Uri Blau reports (26 March 2017): 
The ministry spends tens of millions of shekels on cooperative efforts with the Histadrut labor federation, the Jewish Agency and various nongovernmental organizations in training representatives of the “true pluralistic face” of Israel in various forums.
The Strategic Affairs Ministry was established mainly as a consolation prize for ministers when the need arose to pad them with a semi-security portfolio during the formation of governing coalitions, and has taken on various forms. It was founded in 2006 as a portfolio tailored to Avigdor Lieberman. It was dismantled two years later and reestablished in 2009 in a different format. Under each ministry it was given new meaning and content.
During Lieberman’s tenure, its authority was defined mainly as “thwarting the Iranian nuclear program.” In addition, Nativ, which maintained contact with Jews in Eastern Europe during the Cold War and encouraged aliyah, came under its aegis. Then, under Moshe Ya’alon (2009-2013), the ministry focused on “Palestinian incitement” as well as the Iranian threat. During the term of Yuval Steinitz (2013-2015), the ministry was unified with the Intelligence Affairs Ministry into the “Intelligence Ministry.” In May 2015, it was once again separated out and given to gilad Erdan, incorporating the Public Diplomacy Ministry, which had been removed from the Prime Minister’s Office.
A harsh state comptroller’s report in 2016 concerning the “diplomatic-media struggle against the boycott movement and manifestations of anti-Semitism abroad,” noted that the transfer of authority to fight BDS from the Foreign Ministry to the Strategic Affairs Ministry was damaging to the powers of the Foreign Ministry and created unnecessary duplication that paralyzed government action in that area, as Barak Ravid reported extensively at the time.
According to the comptroller, after years of contention and mutual entrenchment, Prime Minister Benjamin Netanyahu had given in to pressure and shifted more powers for fighting BDS from the Foreign Ministry to the Strategic Affairs Ministry, together with major funding.
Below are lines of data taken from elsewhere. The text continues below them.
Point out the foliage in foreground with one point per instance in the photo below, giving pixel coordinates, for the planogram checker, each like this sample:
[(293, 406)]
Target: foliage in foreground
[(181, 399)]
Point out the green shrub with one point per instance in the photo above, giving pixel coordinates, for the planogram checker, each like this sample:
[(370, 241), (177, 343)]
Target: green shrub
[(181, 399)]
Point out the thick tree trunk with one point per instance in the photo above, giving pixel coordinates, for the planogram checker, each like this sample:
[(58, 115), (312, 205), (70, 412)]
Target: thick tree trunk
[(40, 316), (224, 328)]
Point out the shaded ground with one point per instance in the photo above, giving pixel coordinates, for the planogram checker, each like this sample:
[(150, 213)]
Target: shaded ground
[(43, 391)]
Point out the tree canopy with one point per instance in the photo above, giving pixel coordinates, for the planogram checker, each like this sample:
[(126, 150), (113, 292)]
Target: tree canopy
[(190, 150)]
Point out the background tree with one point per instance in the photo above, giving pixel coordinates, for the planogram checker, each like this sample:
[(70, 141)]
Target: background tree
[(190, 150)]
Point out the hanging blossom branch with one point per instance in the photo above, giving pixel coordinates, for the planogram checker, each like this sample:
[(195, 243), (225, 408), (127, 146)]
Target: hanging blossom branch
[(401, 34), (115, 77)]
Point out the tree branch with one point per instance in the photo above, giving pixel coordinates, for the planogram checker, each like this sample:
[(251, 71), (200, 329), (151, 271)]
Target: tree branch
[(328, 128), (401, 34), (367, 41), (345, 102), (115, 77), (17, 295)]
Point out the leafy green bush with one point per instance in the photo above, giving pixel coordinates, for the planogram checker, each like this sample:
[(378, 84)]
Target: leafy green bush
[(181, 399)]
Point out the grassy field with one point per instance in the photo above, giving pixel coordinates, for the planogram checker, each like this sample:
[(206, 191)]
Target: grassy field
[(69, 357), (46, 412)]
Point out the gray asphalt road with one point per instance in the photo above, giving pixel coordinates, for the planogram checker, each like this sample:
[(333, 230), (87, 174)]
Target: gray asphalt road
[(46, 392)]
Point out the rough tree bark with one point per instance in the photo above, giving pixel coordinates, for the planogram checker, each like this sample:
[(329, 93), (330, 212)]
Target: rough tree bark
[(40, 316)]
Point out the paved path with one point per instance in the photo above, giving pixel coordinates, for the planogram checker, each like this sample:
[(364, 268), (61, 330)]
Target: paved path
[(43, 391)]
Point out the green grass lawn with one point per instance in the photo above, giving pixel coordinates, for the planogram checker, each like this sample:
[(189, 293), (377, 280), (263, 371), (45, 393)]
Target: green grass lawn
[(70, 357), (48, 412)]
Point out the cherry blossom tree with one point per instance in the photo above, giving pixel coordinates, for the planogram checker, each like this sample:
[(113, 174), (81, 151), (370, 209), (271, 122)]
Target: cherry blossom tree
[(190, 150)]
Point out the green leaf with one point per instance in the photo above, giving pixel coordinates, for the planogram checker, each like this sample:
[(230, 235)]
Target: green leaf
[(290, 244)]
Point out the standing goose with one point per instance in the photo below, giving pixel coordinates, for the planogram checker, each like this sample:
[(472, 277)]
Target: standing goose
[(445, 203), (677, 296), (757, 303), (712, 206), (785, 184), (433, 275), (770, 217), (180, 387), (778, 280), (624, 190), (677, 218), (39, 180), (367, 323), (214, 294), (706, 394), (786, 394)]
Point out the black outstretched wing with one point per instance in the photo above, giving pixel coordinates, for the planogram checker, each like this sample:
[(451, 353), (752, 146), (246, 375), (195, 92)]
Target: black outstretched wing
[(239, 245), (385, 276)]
In October 2015, the security cabinet finally gave the Strategic Affairs Ministry responsibility to “guide, coordinate and integrate the activities of all the ministers and the government and of civil entities in Israel and abroad on the subject of the struggle against attempts to delegitimize Israel and the boycott movement.”
Nevertheless, tensions with the Foreign Ministry remained. The reason for this might also be a difference in approach. According to the comptroller’s report, the Foreign Ministry’s strategy of action against BDS “focuses on expanding dialogue with individuals, bodies, organizations, corporations and institutions abroad” – i.e., dialogue – as opposed to surveillance and more aggressive public diplomacy activities by the Strategic Affairs Ministry.
Others say the powers were moved from the Foreign Ministry to the Strategic Affairs Ministry due to what Netanyahu perceived as the too-liberal tendencies of the Foreign Ministry.The Strategic Affairs Ministry’s current director general, Sima Vaknin-Gil, was appointed in late 2015. In a meeting last August of the Knesset Special Committee for the Transparency and Accessibility of Government Information, Vaknin-Gil was asked what she defined as “winning” the battle against BDS. Winning, she said, meant that the “narrative in the world won’t be that Israel equals apartheid.” She explained that the ministry was training some 200 people, “among the best people in Israel,” as its ambassadors abroad.
This article, dated 16 May 2017, says:
Last year, it was reported that the ministry recruited personnel to head a "smear campaign" division in charge of collecting information on "organizations and those who lead de-legitimization in order to create counter-de-legitimization… including directly and through non-governmental entities."